In partnership with the Methodist Church of Southern Africa (MCSA), a small group of divinity students travels for intensive 10-week internships every summer at South African churches and other ministries. Since 2004, almost 100 students, staff, faculty and friends have journeyed on South African "Pilgrimages of Pain and Hope" led by Peter Storey, Williams professor emeritus of the practice of Christian ministry, with the help of the Office of Black Church Studies. Divinity School faculty have also taught at John Wesley College, the Methodist seminary near Pretoria. Editor Elisabeth Stagg, who visited South Africa last August, reports on two internship sites: Ikageng Itireleng AIDS Ministry in Soweto, outside Johannesburg, and SHADE, founded near Cape Town by Methodist pastors who fled brutal warfare in Congo.

“Mothers lose their babies ... and babies lose their mothers. Death is with us everyday. Indeed our ways of dying are our ways of living. Or should I say our ways of living are our ways of dying?” — Ways of Dying by Zakes Mda

SOWETO — Carol Dyantji talks very fast, as fast as if she is a mother with so many children that she has no time to tell her own story. But that story is also the story of her children—all 1,700 of them.

Photo by Elisabeth Stagg
Ikageng Itireleng AIDS Ministry serves nearly 2,000 children living near Johannesburg who have lost one or both parents to AIDS.

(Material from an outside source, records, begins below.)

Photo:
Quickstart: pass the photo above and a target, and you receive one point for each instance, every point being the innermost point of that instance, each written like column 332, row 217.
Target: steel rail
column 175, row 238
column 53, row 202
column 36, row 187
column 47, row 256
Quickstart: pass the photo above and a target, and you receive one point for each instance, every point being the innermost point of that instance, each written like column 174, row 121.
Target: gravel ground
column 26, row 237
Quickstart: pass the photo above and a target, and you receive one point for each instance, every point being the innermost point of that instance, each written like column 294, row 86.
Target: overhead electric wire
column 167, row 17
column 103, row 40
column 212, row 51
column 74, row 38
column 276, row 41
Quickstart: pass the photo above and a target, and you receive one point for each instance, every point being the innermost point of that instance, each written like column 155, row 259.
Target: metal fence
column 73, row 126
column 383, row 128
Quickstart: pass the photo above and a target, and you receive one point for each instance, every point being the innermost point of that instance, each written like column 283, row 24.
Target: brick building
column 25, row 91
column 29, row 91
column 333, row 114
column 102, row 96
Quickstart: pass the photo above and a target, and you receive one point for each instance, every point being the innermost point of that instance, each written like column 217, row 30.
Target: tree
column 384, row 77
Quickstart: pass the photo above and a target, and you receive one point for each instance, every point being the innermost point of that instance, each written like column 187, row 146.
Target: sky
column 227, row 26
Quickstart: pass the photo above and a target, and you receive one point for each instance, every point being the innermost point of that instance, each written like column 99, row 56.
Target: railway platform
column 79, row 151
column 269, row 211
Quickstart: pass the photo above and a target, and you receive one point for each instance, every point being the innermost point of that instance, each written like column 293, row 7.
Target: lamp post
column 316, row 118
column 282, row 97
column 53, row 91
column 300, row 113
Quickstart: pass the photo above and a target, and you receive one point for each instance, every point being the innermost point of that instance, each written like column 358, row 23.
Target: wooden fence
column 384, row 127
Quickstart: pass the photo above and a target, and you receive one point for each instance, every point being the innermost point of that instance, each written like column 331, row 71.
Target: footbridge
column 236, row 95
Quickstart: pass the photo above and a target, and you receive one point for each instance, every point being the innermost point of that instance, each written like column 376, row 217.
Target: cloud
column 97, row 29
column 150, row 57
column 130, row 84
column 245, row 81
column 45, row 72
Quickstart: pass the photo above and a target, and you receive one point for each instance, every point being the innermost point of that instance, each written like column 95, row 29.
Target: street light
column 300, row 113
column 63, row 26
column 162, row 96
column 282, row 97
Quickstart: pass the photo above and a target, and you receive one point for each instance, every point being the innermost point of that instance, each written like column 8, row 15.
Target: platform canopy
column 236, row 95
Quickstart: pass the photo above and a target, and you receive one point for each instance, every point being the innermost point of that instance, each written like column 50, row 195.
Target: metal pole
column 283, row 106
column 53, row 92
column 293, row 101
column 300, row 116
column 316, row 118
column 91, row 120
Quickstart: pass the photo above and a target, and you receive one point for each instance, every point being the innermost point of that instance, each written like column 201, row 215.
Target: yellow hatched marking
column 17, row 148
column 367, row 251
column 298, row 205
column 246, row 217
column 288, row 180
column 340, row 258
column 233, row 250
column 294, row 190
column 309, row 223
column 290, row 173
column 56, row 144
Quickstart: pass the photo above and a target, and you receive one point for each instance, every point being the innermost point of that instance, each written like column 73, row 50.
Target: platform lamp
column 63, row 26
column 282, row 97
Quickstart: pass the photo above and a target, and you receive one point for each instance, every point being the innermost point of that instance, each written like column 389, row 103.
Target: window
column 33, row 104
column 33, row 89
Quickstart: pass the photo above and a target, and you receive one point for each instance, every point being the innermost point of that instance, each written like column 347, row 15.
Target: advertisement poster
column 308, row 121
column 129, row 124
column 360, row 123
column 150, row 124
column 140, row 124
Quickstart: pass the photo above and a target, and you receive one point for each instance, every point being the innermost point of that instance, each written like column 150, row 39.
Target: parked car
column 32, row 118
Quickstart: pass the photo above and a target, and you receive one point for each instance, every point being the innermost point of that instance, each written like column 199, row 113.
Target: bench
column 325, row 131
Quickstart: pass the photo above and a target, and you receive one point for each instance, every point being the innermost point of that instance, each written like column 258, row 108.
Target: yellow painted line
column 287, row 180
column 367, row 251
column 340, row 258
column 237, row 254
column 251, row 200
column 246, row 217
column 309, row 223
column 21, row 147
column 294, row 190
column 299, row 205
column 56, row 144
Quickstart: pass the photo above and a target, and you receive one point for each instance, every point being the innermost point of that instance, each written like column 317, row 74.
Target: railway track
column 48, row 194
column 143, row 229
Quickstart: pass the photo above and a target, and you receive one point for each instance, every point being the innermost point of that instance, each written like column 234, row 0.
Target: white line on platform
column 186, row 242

In 2002, Dyantji had earned a diploma in HIV/AIDS counseling and was in her second year of nursing school. She had left a career in hotel management and felt called to help intervene in the epidemic of HIV/AIDS in her home community of Soweto, an acronym for SOuth WEstern TOwnships, where black South Africans were forcibly relocated during apartheid.

“A nursing colleague called one day and asked me to check on a family,” says Dyantji . “The father had recently died from AIDS and the children were trying to care for their mother, who also had AIDS. The oldest child was 13.”

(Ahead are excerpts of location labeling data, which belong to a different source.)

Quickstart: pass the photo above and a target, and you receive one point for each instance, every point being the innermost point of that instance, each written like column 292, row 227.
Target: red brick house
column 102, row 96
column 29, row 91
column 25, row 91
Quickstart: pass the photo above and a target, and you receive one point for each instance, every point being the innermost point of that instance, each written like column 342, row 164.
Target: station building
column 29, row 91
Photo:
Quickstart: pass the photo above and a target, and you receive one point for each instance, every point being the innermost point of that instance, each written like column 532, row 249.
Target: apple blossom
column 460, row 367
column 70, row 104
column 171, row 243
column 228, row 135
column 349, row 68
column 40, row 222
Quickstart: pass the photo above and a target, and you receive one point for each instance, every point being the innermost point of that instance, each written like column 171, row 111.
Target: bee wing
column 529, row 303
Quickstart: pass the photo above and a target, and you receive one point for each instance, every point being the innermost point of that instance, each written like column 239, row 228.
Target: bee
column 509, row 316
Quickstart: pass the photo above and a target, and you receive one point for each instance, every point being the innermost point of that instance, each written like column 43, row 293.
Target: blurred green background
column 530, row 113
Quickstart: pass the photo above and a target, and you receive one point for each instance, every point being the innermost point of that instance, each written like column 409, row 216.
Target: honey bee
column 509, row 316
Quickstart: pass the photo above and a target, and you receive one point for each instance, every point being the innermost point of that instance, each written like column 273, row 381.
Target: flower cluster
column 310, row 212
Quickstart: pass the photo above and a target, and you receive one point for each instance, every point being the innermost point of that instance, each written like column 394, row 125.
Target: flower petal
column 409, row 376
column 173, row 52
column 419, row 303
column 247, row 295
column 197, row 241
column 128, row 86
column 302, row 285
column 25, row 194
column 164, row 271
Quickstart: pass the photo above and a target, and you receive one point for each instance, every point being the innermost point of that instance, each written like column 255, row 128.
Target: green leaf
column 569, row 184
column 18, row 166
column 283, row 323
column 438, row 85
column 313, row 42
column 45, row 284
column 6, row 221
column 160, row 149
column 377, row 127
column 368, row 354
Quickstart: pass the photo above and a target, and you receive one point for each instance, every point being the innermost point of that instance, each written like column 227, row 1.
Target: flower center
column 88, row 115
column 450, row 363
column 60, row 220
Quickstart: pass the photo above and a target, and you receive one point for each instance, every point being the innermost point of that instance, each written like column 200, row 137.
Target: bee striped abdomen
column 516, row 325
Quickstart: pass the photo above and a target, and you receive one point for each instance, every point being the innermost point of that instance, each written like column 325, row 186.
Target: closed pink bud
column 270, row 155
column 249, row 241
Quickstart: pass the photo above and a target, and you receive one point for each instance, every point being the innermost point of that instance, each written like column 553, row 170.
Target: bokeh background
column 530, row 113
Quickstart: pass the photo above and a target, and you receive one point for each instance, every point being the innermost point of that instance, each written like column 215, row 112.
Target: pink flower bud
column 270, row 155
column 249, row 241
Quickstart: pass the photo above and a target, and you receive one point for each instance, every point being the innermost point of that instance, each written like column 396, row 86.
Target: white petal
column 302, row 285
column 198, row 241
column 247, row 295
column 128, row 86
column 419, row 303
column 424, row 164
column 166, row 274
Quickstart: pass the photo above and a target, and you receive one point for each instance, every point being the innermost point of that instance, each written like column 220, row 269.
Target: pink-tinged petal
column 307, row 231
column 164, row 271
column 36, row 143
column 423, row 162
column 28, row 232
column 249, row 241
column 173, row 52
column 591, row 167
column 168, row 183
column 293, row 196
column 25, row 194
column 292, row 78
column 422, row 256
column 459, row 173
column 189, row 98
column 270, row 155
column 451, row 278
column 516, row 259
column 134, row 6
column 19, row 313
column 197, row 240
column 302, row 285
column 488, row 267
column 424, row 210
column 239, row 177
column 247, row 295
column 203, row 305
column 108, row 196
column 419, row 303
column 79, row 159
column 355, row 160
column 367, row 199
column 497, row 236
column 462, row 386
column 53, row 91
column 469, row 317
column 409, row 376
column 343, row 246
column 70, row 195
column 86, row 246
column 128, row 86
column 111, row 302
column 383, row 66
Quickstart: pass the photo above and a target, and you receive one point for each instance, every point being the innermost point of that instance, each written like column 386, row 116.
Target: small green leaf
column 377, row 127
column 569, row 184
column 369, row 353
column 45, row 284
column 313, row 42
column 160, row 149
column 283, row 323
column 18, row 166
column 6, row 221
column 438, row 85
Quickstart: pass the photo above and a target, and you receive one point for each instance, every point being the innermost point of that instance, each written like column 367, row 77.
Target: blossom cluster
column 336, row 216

When Dyantji arrived, she found the mother badly dehydrated. There was no electricity in the house, and no food. “I asked the children, ‘When did you last eat?’ The 13-year-old could not remember, except that it was when she had been given money for popcorn.”

Dyantji did what she could to make the children’s mother comfortable, and returned with food for them. Two days later, their mother died at home. There was no money for her burial.

“I realized that if I could get this story published in a paper, people would help,” says Dyantji . “And people did. They donated time and came to the mother’s funeral.”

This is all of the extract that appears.